Schon in konjunkturschwachen Zeiten habe die öffentliche Hand laut Kaiser für eine anhaltend positive Entwicklung in der Bauwirtschaft gesorgt. Dass nun der private Sektor mit Investitionen in den Vordergrund rücke, zeige zudem, dass Kärnten nach schwierigen aber konsequenten Jahren den Weg auf die Überholspur geschafft hat und belege den Optimismus der Investoren, der in der Bereitschaft in den Standort Kärnten zu investieren, sichtbar wird. „Mehr Investitionen, steigende Beschäftigung und damit mehr Einkommen stärken den Wirtschaftsstandort Kärnten nachhaltig“, sagt Kaiser.

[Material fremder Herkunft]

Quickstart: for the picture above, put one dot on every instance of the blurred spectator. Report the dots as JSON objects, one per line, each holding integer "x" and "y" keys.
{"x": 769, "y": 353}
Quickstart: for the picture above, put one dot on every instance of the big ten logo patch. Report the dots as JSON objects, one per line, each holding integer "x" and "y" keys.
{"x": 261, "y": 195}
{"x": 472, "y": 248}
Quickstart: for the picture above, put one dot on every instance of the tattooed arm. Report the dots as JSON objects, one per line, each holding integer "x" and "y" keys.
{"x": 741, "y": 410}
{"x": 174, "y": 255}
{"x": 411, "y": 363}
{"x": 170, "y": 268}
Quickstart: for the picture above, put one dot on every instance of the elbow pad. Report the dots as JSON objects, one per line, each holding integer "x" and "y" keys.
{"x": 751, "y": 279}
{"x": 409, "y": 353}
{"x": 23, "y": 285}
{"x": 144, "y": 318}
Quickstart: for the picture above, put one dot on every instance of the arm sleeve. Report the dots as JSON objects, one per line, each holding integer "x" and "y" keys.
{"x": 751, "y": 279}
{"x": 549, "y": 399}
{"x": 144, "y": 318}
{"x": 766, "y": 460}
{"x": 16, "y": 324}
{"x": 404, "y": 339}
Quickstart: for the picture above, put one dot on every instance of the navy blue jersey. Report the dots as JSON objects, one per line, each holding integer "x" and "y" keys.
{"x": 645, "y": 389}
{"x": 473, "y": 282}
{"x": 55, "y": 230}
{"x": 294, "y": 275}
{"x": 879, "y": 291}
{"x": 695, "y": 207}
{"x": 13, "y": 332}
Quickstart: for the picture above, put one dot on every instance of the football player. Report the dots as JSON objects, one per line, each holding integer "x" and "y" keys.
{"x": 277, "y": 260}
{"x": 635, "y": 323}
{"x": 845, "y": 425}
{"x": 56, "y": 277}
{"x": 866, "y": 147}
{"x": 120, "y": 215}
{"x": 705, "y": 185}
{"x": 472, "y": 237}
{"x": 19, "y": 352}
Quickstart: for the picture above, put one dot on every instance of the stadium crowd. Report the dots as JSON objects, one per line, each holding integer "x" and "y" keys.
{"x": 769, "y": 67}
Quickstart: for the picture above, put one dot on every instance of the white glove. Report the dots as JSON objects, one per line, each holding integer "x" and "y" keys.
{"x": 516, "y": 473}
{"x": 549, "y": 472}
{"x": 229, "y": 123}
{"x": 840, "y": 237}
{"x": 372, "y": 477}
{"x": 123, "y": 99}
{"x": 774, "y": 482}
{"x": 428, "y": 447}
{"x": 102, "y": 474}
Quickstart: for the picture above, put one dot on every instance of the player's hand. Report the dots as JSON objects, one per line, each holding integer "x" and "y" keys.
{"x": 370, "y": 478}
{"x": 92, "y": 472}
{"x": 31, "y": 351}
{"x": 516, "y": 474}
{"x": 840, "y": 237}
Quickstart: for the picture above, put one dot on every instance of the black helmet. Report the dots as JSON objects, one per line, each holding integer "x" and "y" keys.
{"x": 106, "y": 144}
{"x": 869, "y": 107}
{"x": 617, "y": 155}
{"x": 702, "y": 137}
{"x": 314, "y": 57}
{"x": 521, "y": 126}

„Mit dem Bauinvestitionsprogramm können wir seit 2017 transparent machen, was das Land Kärnten und seine Gesellschaften in die Entwicklung des Landes am Bausektor investieren und es werden die Effekte deutlich“, weist Schaunig hin. So seien mit dieser Gesamtinvestitionssumme von fast einer Milliarde Euro deutlich über 10.000 Arbeitsplätze im Baugewerbe sowie in den vor- und nachgelagerten Bereichen verbunden. Schaunig verweist auch auf die neuen Richtlinien der Wohnbauförderung, die seit Anfang dieses Jahres gelten. „Wir setzen mit den neuen Richtlinien einen zusätzlichen Schwerpunkt auf die besonders beschäftigungsintensive Sanierung im privaten Hausbau ebenso wie im gemeinnützigen Wohnungsbau.“

Außerdem habe man es mit dem Bestbieterprinzip geschafft, die heimische Bauwirtschaft in den Vordergrund der Auftragsvergaben zu rücken. Längst sei laut Schaunig und Gruber nicht der Preis alleine entscheidend bei Vergaben, sondern auch beispielsweise die Entfernung zwischen Unternehmen und Baustelle. „Wir achten z.B. im Straßenbau seit Jahren konsequent darauf, sodass dadurch vor allem regionale Firmen Aufträge erhalten. Das ist bei über 250 Baumaßnahmen auf den Kärntner Landesstraßen allein 2020 ein wichtiges Signal an die heimische Wirtschaft“, so Straßenbaureferent Gruber. Denn die eingesetzten Mittel lösen vor Ort ein vielfach höheres Investitionsvolumen aus. „Damit ist die Bauwirtschaft einer der wesentlichsten Konjunkturtreiber, die auch in unsicheren Zeiten für Wohlstand sorgt“, betont LR Gruber, der auch auf Großinvestitionen der ÖBB beim Koralmtunnel oder der Asfinag im höherrangigen Straßennetz verweist. „Wir verbinden Ökologie und Ökonomie, um unser Land in eine enkeltaugliche Zukunft zu führen“, so Kaiser.

Konkret fließen 2020 von Seiten des Landes und seiner Gesellschaften rund 463,6 Millionen Euro in den Hochbau (264 Mio. Euro) und rund 199,5 Mio. Euro in den Tiefbau wie beispielsweise in den Straßenbau, in den Leitungstiefbau, den Kläranlagenbau oder den Wasserbau. Investitionssummen von rund 501,4 Millionen Euro kommen von öffentlichen Firmen wie Asfinag, Öbb, Big und Kelag, die in den Hoch- und Tiefbau investieren.